Canadian Prime Minister Justin Trudeau on Monday said that nearly 10,000 businesses have applied for his government’s wage-subsidy program of C$73 billion ($52 billion) to deal with the COVID-19 crisis.
Applications opened in the early hours of the day and the subsidy was available for three months, retroactive to March 15, according to the reports.
During a daily press briefing, the prime minister said, “That gives you a sense of just how many people this program will help.
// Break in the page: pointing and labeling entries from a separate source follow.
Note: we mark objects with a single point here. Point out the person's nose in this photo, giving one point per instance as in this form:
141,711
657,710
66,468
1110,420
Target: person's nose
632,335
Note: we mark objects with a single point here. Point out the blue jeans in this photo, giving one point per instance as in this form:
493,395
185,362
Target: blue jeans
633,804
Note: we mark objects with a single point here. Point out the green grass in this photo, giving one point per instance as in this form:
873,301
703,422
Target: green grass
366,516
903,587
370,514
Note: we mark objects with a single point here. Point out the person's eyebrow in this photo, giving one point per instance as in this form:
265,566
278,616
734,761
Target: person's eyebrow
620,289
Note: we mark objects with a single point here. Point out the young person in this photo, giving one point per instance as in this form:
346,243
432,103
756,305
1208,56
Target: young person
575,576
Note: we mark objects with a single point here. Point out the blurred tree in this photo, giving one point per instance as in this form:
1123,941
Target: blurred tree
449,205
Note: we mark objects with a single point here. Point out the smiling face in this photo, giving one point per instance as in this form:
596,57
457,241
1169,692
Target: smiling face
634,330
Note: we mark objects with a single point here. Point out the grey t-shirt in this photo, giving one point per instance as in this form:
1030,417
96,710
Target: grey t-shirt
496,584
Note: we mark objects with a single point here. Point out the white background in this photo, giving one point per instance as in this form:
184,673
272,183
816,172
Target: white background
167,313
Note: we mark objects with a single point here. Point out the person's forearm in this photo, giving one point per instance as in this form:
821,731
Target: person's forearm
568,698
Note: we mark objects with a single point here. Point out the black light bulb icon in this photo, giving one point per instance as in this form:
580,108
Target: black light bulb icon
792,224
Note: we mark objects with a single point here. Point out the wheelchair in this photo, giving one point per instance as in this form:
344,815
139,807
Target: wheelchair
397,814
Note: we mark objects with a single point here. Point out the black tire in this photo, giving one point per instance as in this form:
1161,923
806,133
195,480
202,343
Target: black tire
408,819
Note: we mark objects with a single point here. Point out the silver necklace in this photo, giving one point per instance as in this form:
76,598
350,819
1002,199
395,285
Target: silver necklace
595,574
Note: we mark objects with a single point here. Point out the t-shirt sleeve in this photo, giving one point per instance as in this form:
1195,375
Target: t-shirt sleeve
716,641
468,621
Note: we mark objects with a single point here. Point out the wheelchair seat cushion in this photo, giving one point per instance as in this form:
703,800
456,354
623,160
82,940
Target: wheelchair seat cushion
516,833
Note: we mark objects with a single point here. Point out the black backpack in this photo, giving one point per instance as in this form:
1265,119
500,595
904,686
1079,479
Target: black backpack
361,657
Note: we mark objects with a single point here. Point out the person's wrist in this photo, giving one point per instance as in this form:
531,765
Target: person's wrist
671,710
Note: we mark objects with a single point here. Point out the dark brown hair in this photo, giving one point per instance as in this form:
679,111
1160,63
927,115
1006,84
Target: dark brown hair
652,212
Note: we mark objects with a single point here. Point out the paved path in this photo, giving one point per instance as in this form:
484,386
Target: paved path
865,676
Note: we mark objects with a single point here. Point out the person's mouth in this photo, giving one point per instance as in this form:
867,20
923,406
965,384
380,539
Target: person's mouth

Right across the country, it’s going to keep businesses and workers connected, and that gives people certainty that they will have a job now, and in the months to come, to support themselves and their family,”
The program covers 75 per cent of the first C$58,700 of an employee’s wage.
Trudeau has expanded the scope of, and eligibility for the program since first promising it last month.
It was passed at the Canadian parliament on April 11.
Last week, Trudeau announced to allot additional 1.1 billion country’s dollars (about US $782 million) for national medical research against the COVID-19.
Trudeau confirmed planned changes to the Canada Emergency Wage Subsidy, including greater flexibility for employers to have access to the program.
Business groups complained that the initial criteria for the wage subsidy, including the requirement that a business claiming the subsidy see its revenue decline by 30 per cent compared to the same month in the previous year, would exclude many businesses, including new, growing or seasonal companies.
Trudeau also announced changes to the Canada Summer Jobs program aimed at helping young people get work.
The changes include a boost to the wage subsidy up to 100 per cent and an extension of the end date for employment to February 28, 2021 and the inclusion of part-time jobs.
Trudeau noted that it is a long way off if Canadians want life to get back to the way it was exactly before the COVID-19 pandemic.
“There will be differences, even a few years from now, that we will have learned from dealing with this global pandemic that I think will be important lessons,” he added.
There were 48,230 confirmed COVID-19 cases in Canada and 2,701 deaths.